Bakan Soylu, 2013-2018 arasında yıllık yakalanan düzensiz göçmen sayısının yüzde 572 oranında arttığını, 2018 sonunda 268 bin olduğunu belirterek, özellikle bölgede terör örgütü PKK ve DEAŞ'ın bu insan ticaretine aracılık etmesi, rant elde etmelerinin, kaçak göçmen sayısındaki artışı tetiklediğini belirtti.
“Kamu düzeninin ortadan kaldıran, huzursuzluk getiren hiçbir anlayışa, haksızlığa, bir dükkanı 20 kişiye 12 saat, diğer 20 kişiye 12 saat yatırmak için kiralayan ve bundan para elde eden, gayriinsani bir şekilde kiralayanların vicdanlarının sorgulanmaya açılmasını istiyorum.” ”
Öncelikle:
1,3 milyon Pakistanlı, Bangladeşli, Afganistanlı, Türki Cumhuriyetler’li varmış. Sıradan insanlar, bunları da Suriyeli / Arap sanıyorlar.

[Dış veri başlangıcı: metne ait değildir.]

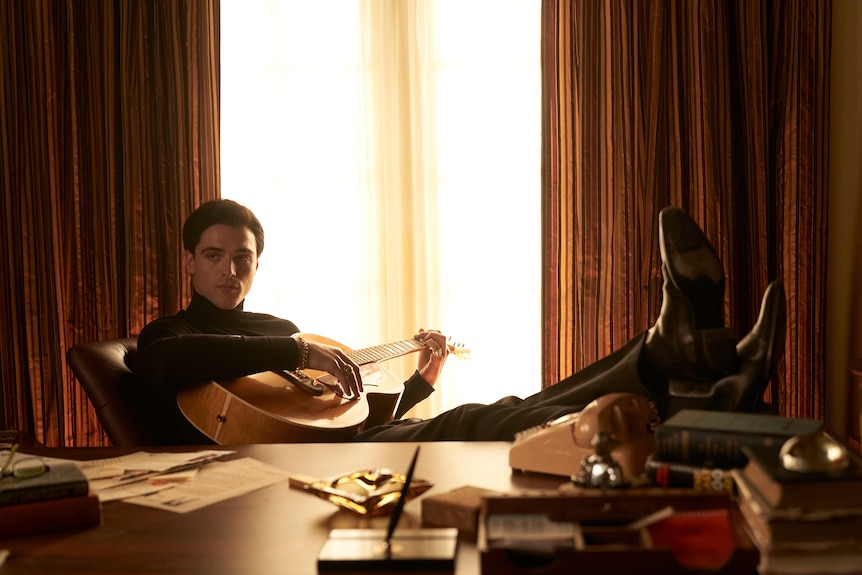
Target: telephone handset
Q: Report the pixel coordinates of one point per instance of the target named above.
(559, 446)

Bunların özelliği, ekonomik göçmen olmaları, yani buraya savaştan kaçmak için değil, para kazanıp biriktirmek için gelmeleri. O nedenle de, kendi içlerinde daha disiplinliler. Lokantalar Türki Cumhuriyetler’den genç erkek, hane halkları da temizlikçi olarak Türki Cumhuriyetler’den genç kadın kullanıyorlar.
Suriyeliler ise, en pis işleri yapıyorlar. Belli kenar mahallelerde hurdacılık onların tekeline geçti. Suriyeliler aynı zamanda çeteleştiler de.
Sorun, tüm bunların son 5-6 yılda AKP-Erdoğan döneminde yaşanmış olması. Yani, içişleri bakanının bu duruma söyleyecek tek bir sözü yok. Onun bulunduğu kabinenin bakanları, asgari ücretten aşağısına çalışan Suriyeliler olmasa, Türs sanayisinin çökeceğini açıkça belirttiler.
Sonrasında: Bundan 10 yıl önce, yıllık transit göçmen 250 bin idi, 500 bin olmuşa benzer.
Bu, büyük bir pazar. Yine bakanın söylediği gibi, bu işten kar edenler, yalnızca terör örgütleri değil, sivil Türkler de.
Tuhaf olan şey, bu sınırların kevgire dönmesi olayının Türkiye’de neo-liberalizm ile başlamış olması. Çünkü Türkiye, 1980’den beridir, Batı tarafından yanıp yıkılan ülkelerden Batı’ya kaçan halkların yolu üzerinde kalıyor.
Bunun bir çözümü var mı, olabilir mi?
Bizce yok.
Kayıtdışı milyarlarca dolar kazançtan söz ediliyor bu konuda.
Çıkış:
Tuhaf olan şey şu:
Kimi göçmenler, kişi başına on bin dolara kadar kaçma parası veriyorlar. Oysa bu parayla, başlarını derde sokmadan, tenha bir yerlerde para kazanıyor olabilirler, en azından bir bölümü.
Bu da yıkımın kendi öz-devimselleri olduğunu bize açımlıyor.